Abstract:Lifelong indoor localization in a given map is the basis for navigation of autonomous mobile robots. In this letter, we address the problem of robust localization in cluttered indoor environments like office spaces and corridors using 3D LiDAR point clouds in a given Area Graph, which is a hierarchical, topometric semantic map representation that uses polygons to demark areas such as rooms, corridors or buildings. This representation is very compact, can represent different floors of buildings through its hierarchy and provides semantic information that helps with localization, like poses of doors and glass.
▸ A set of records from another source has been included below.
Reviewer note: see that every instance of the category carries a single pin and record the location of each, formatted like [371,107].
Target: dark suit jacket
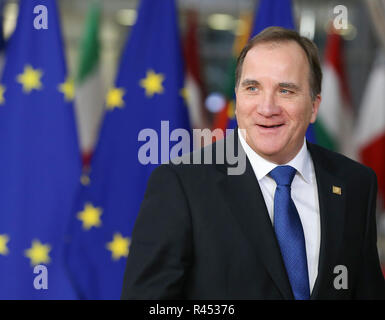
[204,234]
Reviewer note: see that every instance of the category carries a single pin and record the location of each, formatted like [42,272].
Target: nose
[267,106]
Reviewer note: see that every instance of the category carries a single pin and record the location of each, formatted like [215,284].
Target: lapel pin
[337,190]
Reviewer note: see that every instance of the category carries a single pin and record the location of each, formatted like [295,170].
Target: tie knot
[283,175]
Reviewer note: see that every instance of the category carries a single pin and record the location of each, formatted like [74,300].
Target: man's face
[273,102]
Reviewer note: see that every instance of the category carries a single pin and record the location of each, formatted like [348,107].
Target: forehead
[275,59]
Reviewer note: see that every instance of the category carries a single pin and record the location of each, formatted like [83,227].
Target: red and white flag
[370,131]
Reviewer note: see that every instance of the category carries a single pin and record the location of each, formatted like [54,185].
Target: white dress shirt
[304,193]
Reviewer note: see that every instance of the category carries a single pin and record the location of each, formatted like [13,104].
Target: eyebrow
[249,82]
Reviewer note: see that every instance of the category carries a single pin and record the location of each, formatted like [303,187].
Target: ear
[315,106]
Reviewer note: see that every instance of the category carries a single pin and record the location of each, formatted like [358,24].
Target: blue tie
[288,229]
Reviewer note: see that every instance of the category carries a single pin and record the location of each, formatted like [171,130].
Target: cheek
[244,108]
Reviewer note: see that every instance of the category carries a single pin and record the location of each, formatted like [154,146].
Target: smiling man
[299,223]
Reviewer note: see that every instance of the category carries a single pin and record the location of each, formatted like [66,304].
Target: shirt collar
[301,162]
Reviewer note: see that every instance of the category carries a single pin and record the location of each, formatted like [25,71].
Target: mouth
[270,126]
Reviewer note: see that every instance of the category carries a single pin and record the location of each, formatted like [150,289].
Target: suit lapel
[245,200]
[332,197]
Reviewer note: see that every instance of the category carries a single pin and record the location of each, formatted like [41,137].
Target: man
[299,223]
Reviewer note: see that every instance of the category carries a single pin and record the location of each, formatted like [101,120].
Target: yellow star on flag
[38,253]
[68,89]
[118,246]
[152,83]
[114,98]
[3,244]
[2,91]
[90,216]
[30,79]
[231,110]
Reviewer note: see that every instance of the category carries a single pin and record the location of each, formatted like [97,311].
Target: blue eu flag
[146,103]
[39,158]
[277,13]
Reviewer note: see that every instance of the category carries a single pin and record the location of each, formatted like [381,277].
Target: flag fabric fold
[89,97]
[149,89]
[39,158]
[334,125]
[370,128]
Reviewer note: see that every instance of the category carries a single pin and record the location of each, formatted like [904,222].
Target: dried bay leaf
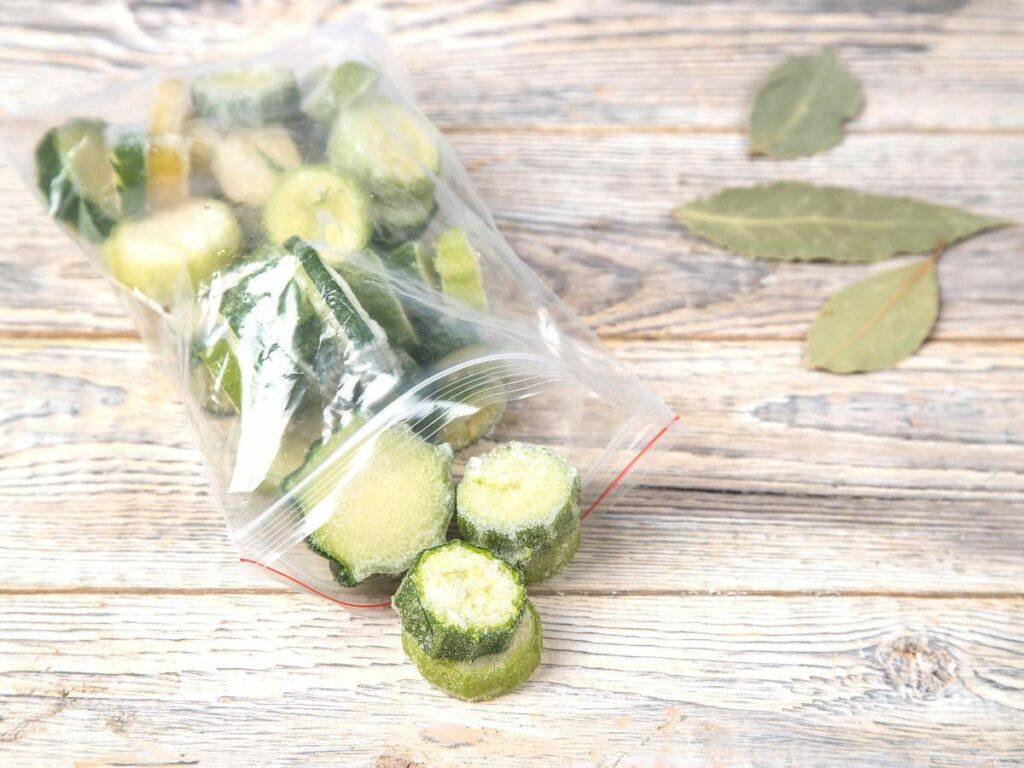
[797,221]
[878,322]
[803,105]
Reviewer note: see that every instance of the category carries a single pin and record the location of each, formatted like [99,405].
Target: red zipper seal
[604,494]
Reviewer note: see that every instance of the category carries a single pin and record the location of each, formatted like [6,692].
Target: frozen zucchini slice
[518,500]
[246,96]
[248,162]
[338,87]
[147,254]
[386,146]
[76,176]
[316,204]
[461,602]
[379,504]
[486,677]
[459,269]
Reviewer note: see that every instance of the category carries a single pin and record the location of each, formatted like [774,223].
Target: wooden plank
[906,481]
[662,65]
[602,236]
[625,681]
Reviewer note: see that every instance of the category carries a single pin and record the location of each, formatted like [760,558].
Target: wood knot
[919,668]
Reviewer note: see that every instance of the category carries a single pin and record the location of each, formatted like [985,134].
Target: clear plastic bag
[303,250]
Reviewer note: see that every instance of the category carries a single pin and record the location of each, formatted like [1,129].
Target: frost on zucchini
[377,503]
[461,602]
[486,677]
[522,502]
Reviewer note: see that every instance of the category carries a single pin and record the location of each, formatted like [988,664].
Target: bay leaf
[878,322]
[803,105]
[797,221]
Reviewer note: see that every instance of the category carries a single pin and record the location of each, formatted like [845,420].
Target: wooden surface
[823,571]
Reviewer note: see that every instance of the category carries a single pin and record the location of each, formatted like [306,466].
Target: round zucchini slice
[486,677]
[147,254]
[519,500]
[461,602]
[318,205]
[381,503]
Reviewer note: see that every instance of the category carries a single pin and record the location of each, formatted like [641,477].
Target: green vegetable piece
[803,105]
[338,88]
[377,503]
[458,268]
[878,322]
[246,96]
[518,500]
[320,205]
[147,254]
[486,677]
[461,602]
[76,176]
[796,221]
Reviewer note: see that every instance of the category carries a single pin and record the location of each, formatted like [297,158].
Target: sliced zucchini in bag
[317,204]
[377,505]
[246,96]
[486,677]
[75,174]
[248,163]
[522,502]
[150,253]
[461,602]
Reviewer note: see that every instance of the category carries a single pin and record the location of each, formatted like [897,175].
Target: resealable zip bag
[302,250]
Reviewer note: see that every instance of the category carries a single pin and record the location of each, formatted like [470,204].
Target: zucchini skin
[441,639]
[487,677]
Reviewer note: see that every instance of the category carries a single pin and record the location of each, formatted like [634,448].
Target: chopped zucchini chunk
[518,500]
[338,87]
[459,268]
[246,96]
[248,162]
[320,205]
[461,602]
[377,504]
[486,677]
[386,146]
[75,173]
[150,254]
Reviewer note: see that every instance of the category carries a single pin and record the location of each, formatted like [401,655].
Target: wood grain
[627,681]
[889,482]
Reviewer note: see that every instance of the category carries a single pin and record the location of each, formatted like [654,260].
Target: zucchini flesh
[246,96]
[337,88]
[248,162]
[386,146]
[320,205]
[76,176]
[148,254]
[486,677]
[461,602]
[518,500]
[459,269]
[378,504]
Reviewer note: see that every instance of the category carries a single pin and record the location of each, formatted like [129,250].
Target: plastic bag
[302,249]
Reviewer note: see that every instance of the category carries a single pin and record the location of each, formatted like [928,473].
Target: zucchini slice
[147,254]
[76,176]
[518,500]
[459,268]
[461,602]
[337,88]
[386,146]
[248,162]
[246,96]
[486,677]
[379,504]
[316,204]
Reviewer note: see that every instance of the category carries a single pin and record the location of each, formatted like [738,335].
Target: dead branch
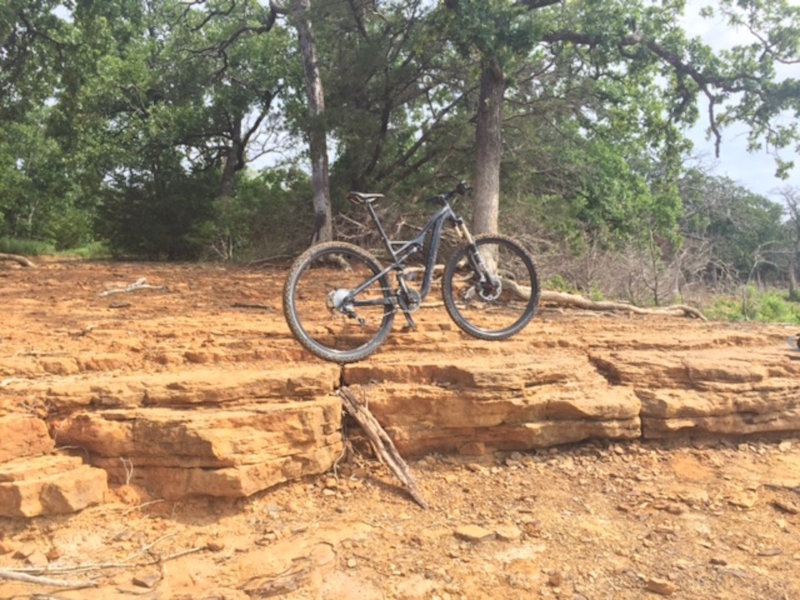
[381,443]
[575,301]
[139,284]
[39,580]
[18,259]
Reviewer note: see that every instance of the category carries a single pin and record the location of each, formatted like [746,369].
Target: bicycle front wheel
[500,305]
[329,306]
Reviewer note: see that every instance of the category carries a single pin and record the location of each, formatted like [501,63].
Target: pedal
[794,342]
[411,326]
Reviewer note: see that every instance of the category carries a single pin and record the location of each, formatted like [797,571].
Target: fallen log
[381,443]
[575,301]
[18,259]
[139,284]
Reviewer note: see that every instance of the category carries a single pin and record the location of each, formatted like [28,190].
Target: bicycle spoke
[499,306]
[329,317]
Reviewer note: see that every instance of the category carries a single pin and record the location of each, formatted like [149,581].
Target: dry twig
[139,284]
[381,443]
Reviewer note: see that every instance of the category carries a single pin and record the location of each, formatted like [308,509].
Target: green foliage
[766,306]
[268,217]
[25,247]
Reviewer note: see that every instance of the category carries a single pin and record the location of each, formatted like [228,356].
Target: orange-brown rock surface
[199,389]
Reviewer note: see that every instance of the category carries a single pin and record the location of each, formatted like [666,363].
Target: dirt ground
[684,519]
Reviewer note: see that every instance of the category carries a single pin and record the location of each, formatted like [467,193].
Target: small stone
[25,551]
[660,586]
[786,507]
[555,579]
[745,499]
[507,532]
[474,533]
[145,581]
[38,559]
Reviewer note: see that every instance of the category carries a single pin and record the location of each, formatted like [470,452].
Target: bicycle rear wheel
[322,310]
[496,309]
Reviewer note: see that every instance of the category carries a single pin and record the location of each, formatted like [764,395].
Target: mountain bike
[340,303]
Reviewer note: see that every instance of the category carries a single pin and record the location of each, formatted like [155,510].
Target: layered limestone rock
[23,435]
[746,390]
[503,402]
[209,451]
[49,484]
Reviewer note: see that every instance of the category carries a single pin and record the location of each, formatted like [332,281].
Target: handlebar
[461,189]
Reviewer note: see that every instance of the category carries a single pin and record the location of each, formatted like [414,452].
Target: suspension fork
[473,256]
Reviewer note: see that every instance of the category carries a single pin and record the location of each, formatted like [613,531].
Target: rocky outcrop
[185,392]
[708,392]
[500,402]
[214,452]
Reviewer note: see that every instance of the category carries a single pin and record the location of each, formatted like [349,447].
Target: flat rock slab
[23,435]
[216,452]
[48,485]
[187,391]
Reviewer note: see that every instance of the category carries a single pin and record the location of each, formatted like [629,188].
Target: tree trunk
[317,139]
[488,151]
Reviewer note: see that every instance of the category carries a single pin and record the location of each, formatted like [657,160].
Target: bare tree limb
[18,259]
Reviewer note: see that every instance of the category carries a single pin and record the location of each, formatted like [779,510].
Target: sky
[754,171]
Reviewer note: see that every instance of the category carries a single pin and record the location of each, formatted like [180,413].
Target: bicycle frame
[406,249]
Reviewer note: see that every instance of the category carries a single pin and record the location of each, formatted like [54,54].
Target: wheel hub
[489,291]
[337,300]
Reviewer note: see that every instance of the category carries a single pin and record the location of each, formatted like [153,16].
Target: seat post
[384,237]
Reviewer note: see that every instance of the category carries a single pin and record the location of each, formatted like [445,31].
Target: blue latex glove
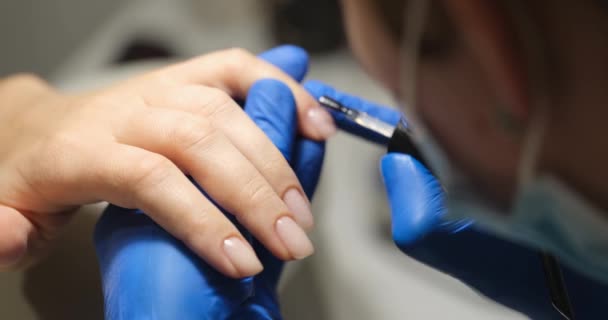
[148,274]
[415,196]
[272,107]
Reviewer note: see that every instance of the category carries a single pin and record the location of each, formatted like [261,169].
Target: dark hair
[392,11]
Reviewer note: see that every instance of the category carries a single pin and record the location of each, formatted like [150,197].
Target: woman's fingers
[235,71]
[224,173]
[225,115]
[136,178]
[16,231]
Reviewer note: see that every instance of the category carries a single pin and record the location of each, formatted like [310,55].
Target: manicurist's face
[475,90]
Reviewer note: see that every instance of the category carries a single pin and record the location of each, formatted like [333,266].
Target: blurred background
[356,273]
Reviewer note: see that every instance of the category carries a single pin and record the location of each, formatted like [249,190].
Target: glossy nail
[323,121]
[242,257]
[294,238]
[300,207]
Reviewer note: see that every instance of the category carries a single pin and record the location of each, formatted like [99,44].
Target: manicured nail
[300,207]
[242,257]
[323,121]
[294,238]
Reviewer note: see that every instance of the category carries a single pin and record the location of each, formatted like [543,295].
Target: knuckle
[238,53]
[257,191]
[13,246]
[275,165]
[190,132]
[218,102]
[152,170]
[198,228]
[238,59]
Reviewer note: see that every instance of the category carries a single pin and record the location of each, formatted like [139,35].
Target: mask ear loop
[535,57]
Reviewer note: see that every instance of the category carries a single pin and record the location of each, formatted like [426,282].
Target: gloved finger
[416,198]
[235,71]
[290,59]
[274,111]
[148,273]
[133,177]
[318,89]
[211,105]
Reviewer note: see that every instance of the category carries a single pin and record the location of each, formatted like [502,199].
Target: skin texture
[485,77]
[131,144]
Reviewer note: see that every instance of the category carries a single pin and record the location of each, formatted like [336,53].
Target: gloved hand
[147,273]
[415,196]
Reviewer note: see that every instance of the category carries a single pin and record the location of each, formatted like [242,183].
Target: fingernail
[242,257]
[323,121]
[300,208]
[294,238]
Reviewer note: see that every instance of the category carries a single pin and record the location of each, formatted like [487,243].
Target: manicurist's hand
[131,144]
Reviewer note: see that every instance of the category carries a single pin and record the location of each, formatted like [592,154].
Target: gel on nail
[300,207]
[323,121]
[242,257]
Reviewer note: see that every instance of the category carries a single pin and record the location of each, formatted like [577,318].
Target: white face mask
[545,213]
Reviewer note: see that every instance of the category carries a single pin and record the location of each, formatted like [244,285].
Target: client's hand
[149,274]
[130,144]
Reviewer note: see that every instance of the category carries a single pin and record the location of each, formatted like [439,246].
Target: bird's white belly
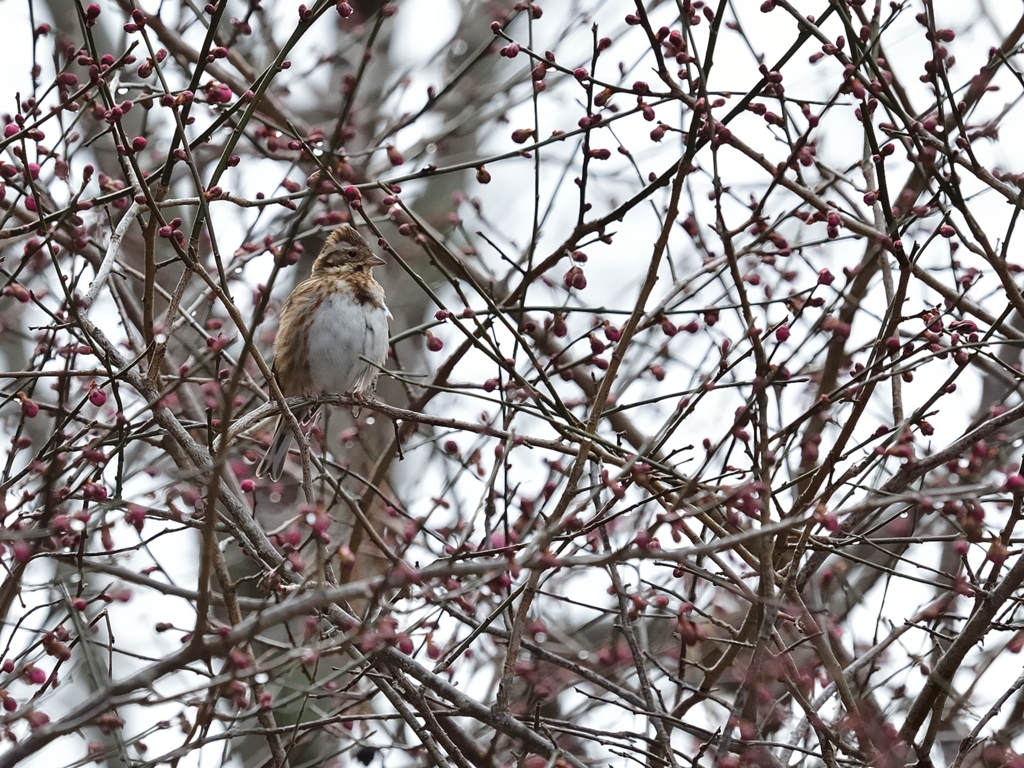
[341,332]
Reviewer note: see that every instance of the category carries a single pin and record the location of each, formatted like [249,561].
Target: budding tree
[697,440]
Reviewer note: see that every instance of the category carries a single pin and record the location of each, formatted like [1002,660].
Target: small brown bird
[329,325]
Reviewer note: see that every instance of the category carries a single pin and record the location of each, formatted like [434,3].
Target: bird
[332,337]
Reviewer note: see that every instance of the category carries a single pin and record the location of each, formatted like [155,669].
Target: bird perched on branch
[333,334]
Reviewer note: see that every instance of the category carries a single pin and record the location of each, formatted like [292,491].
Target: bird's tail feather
[273,460]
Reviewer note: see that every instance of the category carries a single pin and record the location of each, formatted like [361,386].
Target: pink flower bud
[574,279]
[30,409]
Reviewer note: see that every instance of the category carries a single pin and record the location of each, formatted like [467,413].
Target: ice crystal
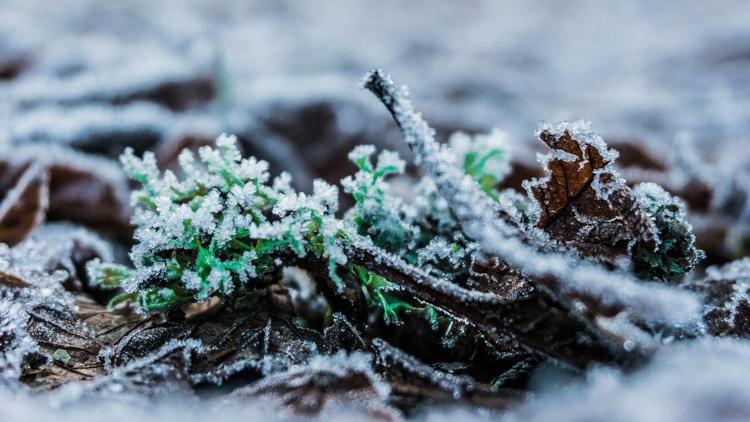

In contrast to this, commonly used map representations, such as occupancy grid maps or point clouds, lack these features and require frequent updates in response to environmental changes (e.g. moved furniture), unlike our approach, which matches against lifelong architectural features such as walls and doors. For that we apply filtering to remove clutter from the 3D input point cloud and then employ further scoring and weight functions for localization. Given a broad initial guess from WiFi localization, our experiments show that our global localization and the weighted point to line ICP pose tracking perform very well, even when compared to localization and SLAM algorithms that use the current, feature-rich cluttered map for localization.